Victoria Geoghegan – Installation
Dead celebrities live on through image and sound. Everything they once said seems to have a more influential meaning once they die. They become an instant legend. We feel like we knew them but we did not. We knew what they looked like and what they sounded like but we only ever saw snippets of their lives through newspapers or on the television. Iconic images that are constantly reproduced through the media are only a representation of a person yet we create assumptions about the person being pictured. We have emotions and feelings towards the story attached to the image.
I plan to explore how it is possible to feel a loss over a person that you never met, to explore why people mourn over a person who was not aware of their existence. All we ever know is pixels on a screen or print on paper, yet we start to form a character from all the information we are fed and we start to believe we know these people. We become attached to the pictures we see whether we admit it or not, we all recognise iconic images without even having to think twice about whom they are. It is hard not to pass judgement on their lives from the image and video which is fed to us through the media.
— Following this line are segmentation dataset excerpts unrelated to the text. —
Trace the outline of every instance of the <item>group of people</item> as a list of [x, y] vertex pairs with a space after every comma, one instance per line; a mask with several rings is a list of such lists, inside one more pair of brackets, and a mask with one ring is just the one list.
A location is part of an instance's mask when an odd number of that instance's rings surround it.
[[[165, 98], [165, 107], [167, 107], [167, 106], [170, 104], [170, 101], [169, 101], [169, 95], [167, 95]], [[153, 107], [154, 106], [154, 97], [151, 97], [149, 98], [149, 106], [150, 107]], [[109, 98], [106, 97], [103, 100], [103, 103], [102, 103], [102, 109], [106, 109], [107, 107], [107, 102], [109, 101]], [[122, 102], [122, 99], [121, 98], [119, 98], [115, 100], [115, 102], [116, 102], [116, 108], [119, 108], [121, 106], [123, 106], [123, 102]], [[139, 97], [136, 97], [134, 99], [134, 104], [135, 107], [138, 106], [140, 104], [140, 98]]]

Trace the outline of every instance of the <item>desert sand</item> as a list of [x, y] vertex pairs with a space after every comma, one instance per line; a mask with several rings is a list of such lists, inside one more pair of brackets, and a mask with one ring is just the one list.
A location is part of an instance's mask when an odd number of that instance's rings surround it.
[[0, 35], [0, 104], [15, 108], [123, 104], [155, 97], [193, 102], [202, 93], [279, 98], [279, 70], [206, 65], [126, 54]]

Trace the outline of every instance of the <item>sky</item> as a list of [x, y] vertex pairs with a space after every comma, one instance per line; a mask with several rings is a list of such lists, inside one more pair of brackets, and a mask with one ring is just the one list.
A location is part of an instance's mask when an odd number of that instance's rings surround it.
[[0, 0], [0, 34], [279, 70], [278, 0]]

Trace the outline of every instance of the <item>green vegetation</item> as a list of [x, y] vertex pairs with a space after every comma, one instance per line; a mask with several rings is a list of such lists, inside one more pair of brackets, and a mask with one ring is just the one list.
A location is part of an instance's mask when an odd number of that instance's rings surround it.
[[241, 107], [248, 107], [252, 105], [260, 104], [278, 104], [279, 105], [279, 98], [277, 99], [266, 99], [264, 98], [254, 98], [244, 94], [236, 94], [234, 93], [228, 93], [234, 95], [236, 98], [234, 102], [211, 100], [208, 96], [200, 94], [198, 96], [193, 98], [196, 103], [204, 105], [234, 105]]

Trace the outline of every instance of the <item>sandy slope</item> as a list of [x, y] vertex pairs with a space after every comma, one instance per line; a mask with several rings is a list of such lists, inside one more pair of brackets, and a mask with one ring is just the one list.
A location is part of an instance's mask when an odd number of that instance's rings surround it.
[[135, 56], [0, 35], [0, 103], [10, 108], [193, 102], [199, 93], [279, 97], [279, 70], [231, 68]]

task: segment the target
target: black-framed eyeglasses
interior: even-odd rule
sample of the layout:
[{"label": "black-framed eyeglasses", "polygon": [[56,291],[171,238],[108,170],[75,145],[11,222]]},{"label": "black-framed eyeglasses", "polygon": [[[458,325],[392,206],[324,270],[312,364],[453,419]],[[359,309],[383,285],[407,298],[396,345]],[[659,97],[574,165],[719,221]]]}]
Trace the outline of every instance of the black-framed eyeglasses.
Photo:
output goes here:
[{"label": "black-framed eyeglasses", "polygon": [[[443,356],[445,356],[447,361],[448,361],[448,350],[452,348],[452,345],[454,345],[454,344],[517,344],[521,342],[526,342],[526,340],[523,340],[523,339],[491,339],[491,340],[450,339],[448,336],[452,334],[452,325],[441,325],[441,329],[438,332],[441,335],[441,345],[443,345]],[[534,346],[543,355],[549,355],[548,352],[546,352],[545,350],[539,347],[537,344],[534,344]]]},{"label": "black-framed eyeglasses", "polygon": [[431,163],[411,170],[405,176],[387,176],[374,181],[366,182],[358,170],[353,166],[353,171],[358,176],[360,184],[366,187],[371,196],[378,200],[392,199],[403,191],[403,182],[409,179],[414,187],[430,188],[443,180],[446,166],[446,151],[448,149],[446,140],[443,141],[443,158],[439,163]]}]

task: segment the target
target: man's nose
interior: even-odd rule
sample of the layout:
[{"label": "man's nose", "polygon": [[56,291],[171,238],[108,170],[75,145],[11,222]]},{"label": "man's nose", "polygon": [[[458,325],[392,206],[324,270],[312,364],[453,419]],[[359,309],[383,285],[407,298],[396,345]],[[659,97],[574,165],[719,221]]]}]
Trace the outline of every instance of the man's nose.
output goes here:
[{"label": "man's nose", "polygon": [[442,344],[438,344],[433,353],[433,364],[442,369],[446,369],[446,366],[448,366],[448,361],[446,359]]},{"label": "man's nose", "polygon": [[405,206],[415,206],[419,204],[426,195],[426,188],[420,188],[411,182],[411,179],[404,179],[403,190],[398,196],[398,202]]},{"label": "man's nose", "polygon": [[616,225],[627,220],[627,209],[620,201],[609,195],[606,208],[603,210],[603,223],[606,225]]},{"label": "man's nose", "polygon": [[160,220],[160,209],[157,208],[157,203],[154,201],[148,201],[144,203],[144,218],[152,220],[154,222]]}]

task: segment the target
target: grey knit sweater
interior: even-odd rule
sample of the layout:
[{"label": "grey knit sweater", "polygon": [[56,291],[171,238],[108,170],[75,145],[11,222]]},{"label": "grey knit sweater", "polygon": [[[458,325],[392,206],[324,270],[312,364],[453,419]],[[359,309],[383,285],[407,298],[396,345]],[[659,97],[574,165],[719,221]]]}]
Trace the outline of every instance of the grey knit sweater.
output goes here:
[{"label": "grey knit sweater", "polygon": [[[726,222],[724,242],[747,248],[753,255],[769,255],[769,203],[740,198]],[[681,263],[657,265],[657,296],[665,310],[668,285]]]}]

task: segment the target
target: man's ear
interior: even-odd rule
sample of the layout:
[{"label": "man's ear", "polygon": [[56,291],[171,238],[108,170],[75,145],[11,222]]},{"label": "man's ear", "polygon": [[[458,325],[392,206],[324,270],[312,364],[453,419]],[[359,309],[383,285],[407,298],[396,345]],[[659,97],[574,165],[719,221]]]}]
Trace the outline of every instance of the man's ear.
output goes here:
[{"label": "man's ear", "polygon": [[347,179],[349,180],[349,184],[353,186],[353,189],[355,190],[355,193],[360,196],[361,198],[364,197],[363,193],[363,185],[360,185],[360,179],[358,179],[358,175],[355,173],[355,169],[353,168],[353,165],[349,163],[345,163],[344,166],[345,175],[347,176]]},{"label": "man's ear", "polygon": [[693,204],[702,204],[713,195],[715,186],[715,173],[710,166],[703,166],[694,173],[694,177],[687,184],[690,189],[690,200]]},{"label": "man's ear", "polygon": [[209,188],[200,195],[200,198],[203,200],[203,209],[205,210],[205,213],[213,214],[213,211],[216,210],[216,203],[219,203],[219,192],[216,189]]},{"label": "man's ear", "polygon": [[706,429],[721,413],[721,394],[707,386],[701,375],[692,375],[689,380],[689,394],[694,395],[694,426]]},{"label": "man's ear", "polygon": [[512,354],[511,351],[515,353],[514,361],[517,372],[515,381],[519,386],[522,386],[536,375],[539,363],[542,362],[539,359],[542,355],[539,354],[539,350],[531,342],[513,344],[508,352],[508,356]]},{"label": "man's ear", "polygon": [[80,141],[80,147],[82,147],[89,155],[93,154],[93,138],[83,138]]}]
“On a very basic, biological basis, scientists say we humans are hardwired to be fascinated with celebrity, and that our brains receive pleasurable chemical stimuli when we see familiar faces.” (Altman, Celebrity culture, Are Americans Too Focused On Celebrities, 2005)
Is it the mass production of their images which causes us to become over sensitized to these people? As time passes we become less sensitized and become numb to them as a person. They simply exist in our minds as an iconic image.
“Houran recalls a teenage girl who began injuring herself after learning that punk singer Marilyn Manson, her favourite celebrity, was getting married. “She cut her arms, neck and legs. She was rushed to the hospital. She wanted to be the one to change him. When she was discharged, she realized what she did was extreme. But she still rationalized her obsession, saying, ‘I just want him to be happy. If he is happy, I am happy. He is the only person I connect with.’” (Altman, Celebrity culture, 2005)
It seems that because we view these people through a screen we seem so place them on a pedestal, they are legends and almost appear superhuman to us.
When somebody you care about dies you never truely get over it; there will always be pain within. Why is it that people can cry hysterically over the death of Michael Jackson or Whitney Houston, saying things such as ‘I cant believe they are gone’, then as time passes they no longer feel any emotion. They are just another dead legend that ‘died before their time’.
Are the emotions we feel towards these icons ever real?
Repetition causes things to become meaningless.